Is Deepmind on its way to Artificial General Intelligence with ‘Gato’?


Photo: DeepMind

The article can only be viewed with JavaScript enabled. Please enable JavaScript in your browser and reload the page.

Deepminds Gato solves many tasks, but none very well. Does the new AI system nonetheless point the way to AI?

Shortly after DALL-E 2 from OpenAI, PaLM and LaMDA 2 from Google, Deepmind’s Chinchilla and Flamingo, the London-based AI firm is showcasing another major AI model that outperforms existing systems.

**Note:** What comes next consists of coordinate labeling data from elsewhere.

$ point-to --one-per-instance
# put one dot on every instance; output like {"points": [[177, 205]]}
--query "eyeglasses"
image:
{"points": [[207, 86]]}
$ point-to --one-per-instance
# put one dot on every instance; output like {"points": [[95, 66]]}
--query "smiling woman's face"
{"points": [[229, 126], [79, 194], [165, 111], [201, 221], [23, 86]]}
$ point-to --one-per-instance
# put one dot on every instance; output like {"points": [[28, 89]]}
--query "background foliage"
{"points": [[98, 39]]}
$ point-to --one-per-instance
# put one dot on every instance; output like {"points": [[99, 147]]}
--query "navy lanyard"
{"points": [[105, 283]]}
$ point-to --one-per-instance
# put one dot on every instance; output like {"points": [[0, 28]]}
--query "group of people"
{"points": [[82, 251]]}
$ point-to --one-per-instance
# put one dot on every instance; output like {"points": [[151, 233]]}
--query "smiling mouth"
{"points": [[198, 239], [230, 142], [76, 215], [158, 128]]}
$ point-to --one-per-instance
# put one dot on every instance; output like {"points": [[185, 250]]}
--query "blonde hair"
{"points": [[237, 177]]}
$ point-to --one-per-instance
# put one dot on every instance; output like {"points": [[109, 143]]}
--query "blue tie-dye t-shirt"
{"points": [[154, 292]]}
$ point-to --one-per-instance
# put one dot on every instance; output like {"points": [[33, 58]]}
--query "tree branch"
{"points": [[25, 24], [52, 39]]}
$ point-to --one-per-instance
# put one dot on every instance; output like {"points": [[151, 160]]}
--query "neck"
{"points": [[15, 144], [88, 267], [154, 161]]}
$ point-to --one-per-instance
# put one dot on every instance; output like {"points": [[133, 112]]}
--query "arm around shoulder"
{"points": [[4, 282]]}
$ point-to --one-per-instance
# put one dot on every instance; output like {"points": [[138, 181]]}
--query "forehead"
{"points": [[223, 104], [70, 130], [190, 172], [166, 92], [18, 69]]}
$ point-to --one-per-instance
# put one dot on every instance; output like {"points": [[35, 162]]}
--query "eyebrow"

But Deepmind’s Gato is different: the model is no better at writing text, describing images, playing Atari, controlling robotic arms, or orientating itself better in 3D than other AI systems. Gato can do a little everything.

Video: Deep Mind

Deepminds Gato takes what he can get

Deepmind has trained multiple talents based on the architecture of transducers using images, text, proprioception (one’s body perception), shared moments, button inputs, and other “discrete and continuous feedback and actions”. In the training phase, all data is processed in a symbolic sequence by a Transformer network, similar to a large language model.

Gato is based on transformer architecture and is trained using many different data methods. | Photo: DeepMind

The team then tested Gato on 604 different tasks. In more than 450 of them, the AI ​​model achieves about 50 percent of the performance of the other expert systems in the benchmark. But this lags far behind the specialized AI models that can reach the expert level.

Jato and sizing laws

At just 1.18 billion parameters, Gato is small compared to the 175 billion GPT-3 variants, the giant PaLM model’s 540 billion variants, or the 70 billion “small” chinchilla variants.

According to the team, this is mainly due to the response time of the user’s Sawyer robotic arm – the larger model will be very slow on current hardware and with the current architecture of the robot’s tasks.

The team said these limitations could easily be overcome with new hardware and engineering. A larger Gato model can train with more data and potentially perform better on many tasks.

Deepminds Gato can solve quite a few tasks. Is Artificial General Intelligence just around the corner? | Photo: DeepMind

In the end one can Generic AI Model They appear to replace specialized models – also evidenced by the history of AI research. The team also refers to artificial intelligence researcher Richard Sutton, who noted that it was a “bitter lesson” from his research: “Historically, general models that make better use of computing power have prevailed over more specific and domain-specific methods.”

Deepmind also provides a significant increase in Gato performance with an increasing number of parameters: in addition to the large model, the team also trained two smaller ones using 79 million and 364 million parameters. Average performance in the tested metrics is measured linearly with increasing volume.

Gato’s performance is proportional to the number of parameters. | Photo: DeepMind

This phenomenon is already known from large language models and was examined in detail in the paper “Scaling the Laws of Neural Language Models” in early 2020.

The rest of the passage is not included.